Do you have any guidance on how to read large files of size around 150 GB?
I am trying to follow this, any other advice?
https://www.ovito.org/manual/python/introduction/advanced_topics.html#using-ovito-with-python-s-multiprocessing-module

How many cores should be used for reading the file?

Thank you

stukowski · June 30, 2025, 8:26am

Reading/parsing the file is a single-core CPU operation. The question is what comes after that? What do you want to do with the dataset after it is loaded? For sure you’ll need a machine with a lot of RAM to process such a dataset, and not all functions of OVITO run multi-threaded or support billions of particles.

coldzer · June 30, 2025, 10:54am

I need OVITO to read the dump files and extract the ID, position to be processed later.

If OVITO reading is a single-core operation, then is it faster to process it via bash?

stukowski · June 30, 2025, 5:08pm

I’m not entirely sure what you’re trying to achieve. Could you clarify your goal? Is this question about maximizing I/O performance or minimizing your own effort?

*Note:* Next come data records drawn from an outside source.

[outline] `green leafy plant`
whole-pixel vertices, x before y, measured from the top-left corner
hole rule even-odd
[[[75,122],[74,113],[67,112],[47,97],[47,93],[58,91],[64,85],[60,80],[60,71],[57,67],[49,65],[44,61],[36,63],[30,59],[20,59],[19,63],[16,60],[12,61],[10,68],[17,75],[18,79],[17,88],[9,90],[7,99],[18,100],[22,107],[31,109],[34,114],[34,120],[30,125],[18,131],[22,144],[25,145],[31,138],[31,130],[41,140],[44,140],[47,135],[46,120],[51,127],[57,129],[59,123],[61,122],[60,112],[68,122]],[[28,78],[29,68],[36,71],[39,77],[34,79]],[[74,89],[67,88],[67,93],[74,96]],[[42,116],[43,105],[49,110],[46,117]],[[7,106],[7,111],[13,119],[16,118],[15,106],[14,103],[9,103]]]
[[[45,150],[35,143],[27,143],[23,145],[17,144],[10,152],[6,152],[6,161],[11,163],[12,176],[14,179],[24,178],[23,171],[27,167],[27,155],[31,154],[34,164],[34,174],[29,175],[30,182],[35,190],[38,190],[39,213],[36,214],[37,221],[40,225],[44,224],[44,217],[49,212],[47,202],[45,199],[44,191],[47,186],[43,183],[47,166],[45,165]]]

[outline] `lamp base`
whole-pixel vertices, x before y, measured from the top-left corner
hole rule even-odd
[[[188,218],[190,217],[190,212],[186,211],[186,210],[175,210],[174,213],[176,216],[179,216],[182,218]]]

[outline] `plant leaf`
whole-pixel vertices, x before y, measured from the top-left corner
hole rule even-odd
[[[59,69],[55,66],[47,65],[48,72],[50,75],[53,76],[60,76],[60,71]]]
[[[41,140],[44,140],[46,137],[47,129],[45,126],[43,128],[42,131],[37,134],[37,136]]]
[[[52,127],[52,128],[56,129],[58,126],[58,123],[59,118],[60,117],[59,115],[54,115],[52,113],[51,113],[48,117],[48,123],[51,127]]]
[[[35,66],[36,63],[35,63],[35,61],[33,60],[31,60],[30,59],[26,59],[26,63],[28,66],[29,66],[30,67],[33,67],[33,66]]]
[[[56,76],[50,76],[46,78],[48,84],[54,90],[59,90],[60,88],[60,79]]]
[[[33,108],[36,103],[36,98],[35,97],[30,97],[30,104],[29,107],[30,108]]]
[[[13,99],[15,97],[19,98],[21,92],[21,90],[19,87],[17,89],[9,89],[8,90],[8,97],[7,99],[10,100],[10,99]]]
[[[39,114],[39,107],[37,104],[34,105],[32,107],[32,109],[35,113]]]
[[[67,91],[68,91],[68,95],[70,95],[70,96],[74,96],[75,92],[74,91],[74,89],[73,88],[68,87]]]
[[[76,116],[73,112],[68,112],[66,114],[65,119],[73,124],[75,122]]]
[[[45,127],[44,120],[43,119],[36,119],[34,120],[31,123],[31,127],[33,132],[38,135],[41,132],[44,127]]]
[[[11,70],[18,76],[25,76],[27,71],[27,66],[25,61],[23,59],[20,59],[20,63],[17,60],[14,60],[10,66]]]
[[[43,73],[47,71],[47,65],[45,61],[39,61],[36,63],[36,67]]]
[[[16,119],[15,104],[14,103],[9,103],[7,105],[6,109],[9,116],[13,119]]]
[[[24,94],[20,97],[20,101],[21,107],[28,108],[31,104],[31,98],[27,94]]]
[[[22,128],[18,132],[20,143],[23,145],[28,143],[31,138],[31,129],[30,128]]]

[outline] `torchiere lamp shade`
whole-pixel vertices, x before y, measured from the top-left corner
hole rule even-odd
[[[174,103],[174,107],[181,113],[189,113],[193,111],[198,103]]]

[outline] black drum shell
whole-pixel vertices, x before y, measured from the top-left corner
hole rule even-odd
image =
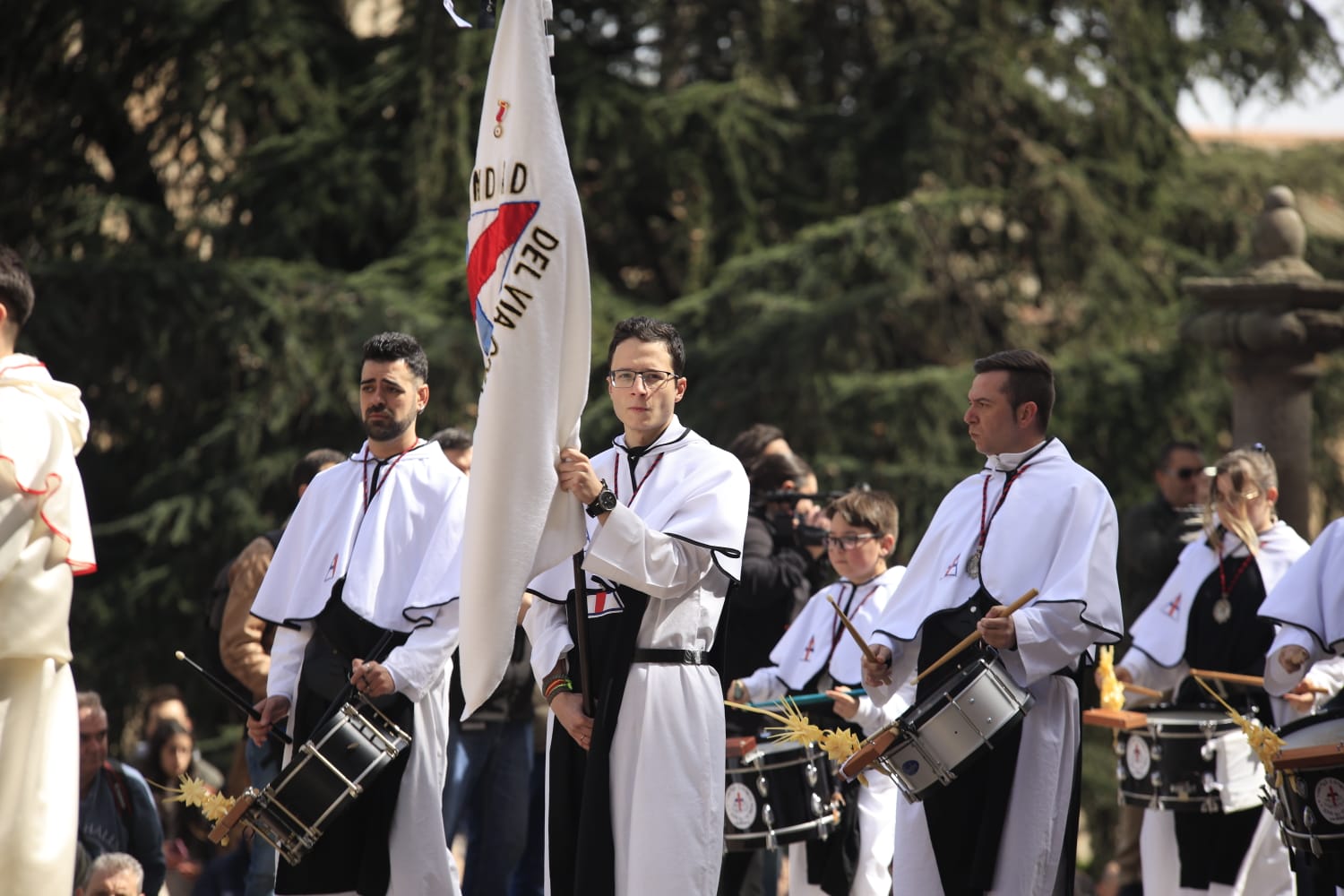
[[[814,744],[763,742],[730,758],[724,778],[726,850],[821,840],[835,825],[831,760]]]

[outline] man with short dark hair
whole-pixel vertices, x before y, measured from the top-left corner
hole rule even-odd
[[[79,707],[79,842],[91,858],[130,853],[144,868],[146,892],[168,875],[164,833],[149,785],[138,771],[108,758],[108,712],[93,690]],[[36,891],[40,892],[40,891]]]
[[[1081,717],[1075,676],[1097,643],[1120,638],[1116,508],[1105,486],[1047,437],[1055,387],[1035,352],[980,359],[964,420],[985,467],[942,500],[876,626],[864,661],[883,703],[965,635],[965,650],[922,678],[938,700],[984,658],[1035,705],[995,750],[896,813],[900,889],[929,893],[1066,892],[1073,885]],[[1013,614],[1007,604],[1031,588]],[[968,673],[969,674],[969,673]]]
[[[560,489],[589,514],[583,603],[573,564],[538,576],[523,621],[551,703],[547,892],[712,893],[723,858],[723,692],[707,662],[747,519],[742,465],[677,419],[685,349],[633,317],[607,351],[624,434],[560,451]],[[571,627],[589,626],[590,678]],[[582,693],[593,697],[594,716]]]
[[[444,455],[462,473],[472,472],[472,434],[456,426],[439,430],[429,437],[431,442],[438,442],[444,449]]]
[[[298,865],[280,866],[277,893],[458,892],[439,794],[466,477],[415,434],[427,376],[413,337],[382,333],[364,344],[368,438],[308,486],[253,604],[278,626],[269,696],[257,704],[261,720],[247,723],[255,743],[293,713],[297,750],[347,697],[372,715],[349,688],[411,735]]]
[[[74,576],[94,571],[75,455],[79,390],[15,347],[32,281],[0,246],[0,869],[15,893],[70,892],[79,794],[70,672]]]

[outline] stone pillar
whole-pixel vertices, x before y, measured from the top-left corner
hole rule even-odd
[[[1278,467],[1278,514],[1301,535],[1310,523],[1312,386],[1320,371],[1310,359],[1232,352],[1232,445],[1261,442]]]
[[[1232,443],[1269,449],[1278,514],[1310,536],[1316,355],[1344,345],[1344,282],[1321,279],[1304,261],[1306,228],[1286,187],[1266,195],[1251,247],[1255,263],[1243,274],[1181,283],[1202,306],[1181,334],[1227,352]]]

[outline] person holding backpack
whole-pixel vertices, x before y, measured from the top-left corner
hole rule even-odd
[[[138,771],[108,758],[108,711],[93,690],[79,707],[79,845],[90,858],[129,853],[145,869],[144,892],[157,895],[168,875],[164,832],[149,785]]]
[[[289,477],[296,492],[294,501],[304,497],[314,476],[344,459],[345,455],[335,449],[316,449],[305,454]],[[276,631],[274,626],[254,617],[251,607],[284,532],[285,528],[281,527],[257,536],[242,553],[224,564],[215,578],[210,619],[216,633],[215,656],[224,673],[222,678],[230,684],[237,682],[239,693],[249,697],[253,704],[266,699],[270,643]],[[280,771],[281,751],[274,740],[258,747],[245,737],[243,744],[249,783],[261,790]],[[258,837],[253,841],[247,887],[243,892],[245,896],[270,896],[274,888],[276,849]]]

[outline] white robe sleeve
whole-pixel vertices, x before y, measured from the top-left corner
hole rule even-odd
[[[867,688],[867,690],[871,693],[872,689]],[[859,712],[855,713],[853,721],[863,728],[864,737],[871,737],[899,719],[914,703],[914,678],[906,678],[906,684],[898,688],[883,704],[875,703],[868,696],[859,697]]]
[[[762,666],[750,676],[742,678],[747,689],[747,700],[761,703],[762,700],[778,700],[789,693],[789,685],[780,677],[778,666]]]
[[[1306,662],[1296,673],[1285,672],[1284,666],[1278,664],[1278,654],[1288,647],[1306,650]],[[1274,635],[1274,643],[1269,646],[1269,652],[1265,654],[1265,690],[1275,697],[1284,696],[1297,686],[1297,682],[1312,669],[1313,662],[1320,662],[1328,656],[1306,629],[1300,629],[1294,625],[1279,626],[1278,633]]]
[[[450,600],[434,614],[433,625],[411,631],[406,643],[383,661],[396,690],[413,703],[419,703],[441,676],[452,672],[453,650],[457,649],[457,618],[458,603]]]
[[[644,524],[617,504],[589,544],[583,568],[653,599],[685,596],[714,568],[714,552]]]
[[[532,645],[532,674],[538,682],[551,673],[570,649],[574,639],[564,619],[564,604],[535,599],[523,614],[523,631]]]
[[[1116,664],[1116,668],[1129,670],[1129,674],[1134,678],[1136,685],[1163,692],[1173,689],[1189,674],[1189,664],[1184,660],[1175,666],[1167,668],[1159,665],[1142,650],[1136,650],[1133,647],[1125,652],[1125,656]],[[1125,697],[1125,705],[1149,701],[1150,699],[1144,697],[1142,695],[1132,693]]]
[[[294,705],[298,670],[304,665],[304,650],[312,637],[310,622],[301,623],[297,631],[288,626],[276,627],[276,641],[270,646],[270,673],[266,676],[267,697],[285,697],[289,705]]]
[[[914,641],[898,641],[884,631],[875,631],[871,638],[868,638],[870,646],[882,645],[891,650],[891,684],[888,685],[868,685],[864,684],[864,689],[868,692],[868,699],[878,707],[886,707],[888,703],[895,703],[896,705],[887,712],[895,712],[899,716],[905,712],[915,699],[915,665],[919,662],[919,643],[921,638]],[[892,701],[892,697],[900,697]],[[892,716],[896,717],[896,716]]]
[[[1012,614],[1017,646],[1000,650],[1004,668],[1030,686],[1055,672],[1073,668],[1097,639],[1097,630],[1082,621],[1075,603],[1038,603]]]

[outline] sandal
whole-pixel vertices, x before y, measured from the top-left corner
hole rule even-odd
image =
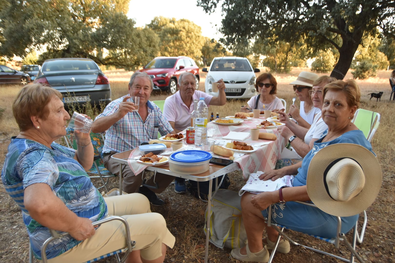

If your aim is to extract particle IDs and positions from a large dump file, you could simply use the OVITO Python module for loading the file and accessing the data as NumPy views. Here’s a basic example:

from ovito.io import import_file
data = import_file('file.dump').compute()
positions = data.particles.positions[...]
ids = data.particles.identifiers[...]

I’m also not sure what you meant by “process it via bash”. Bash is a shell, not an actual program for processing data files. Maybe you had the awk or sed commands in mind?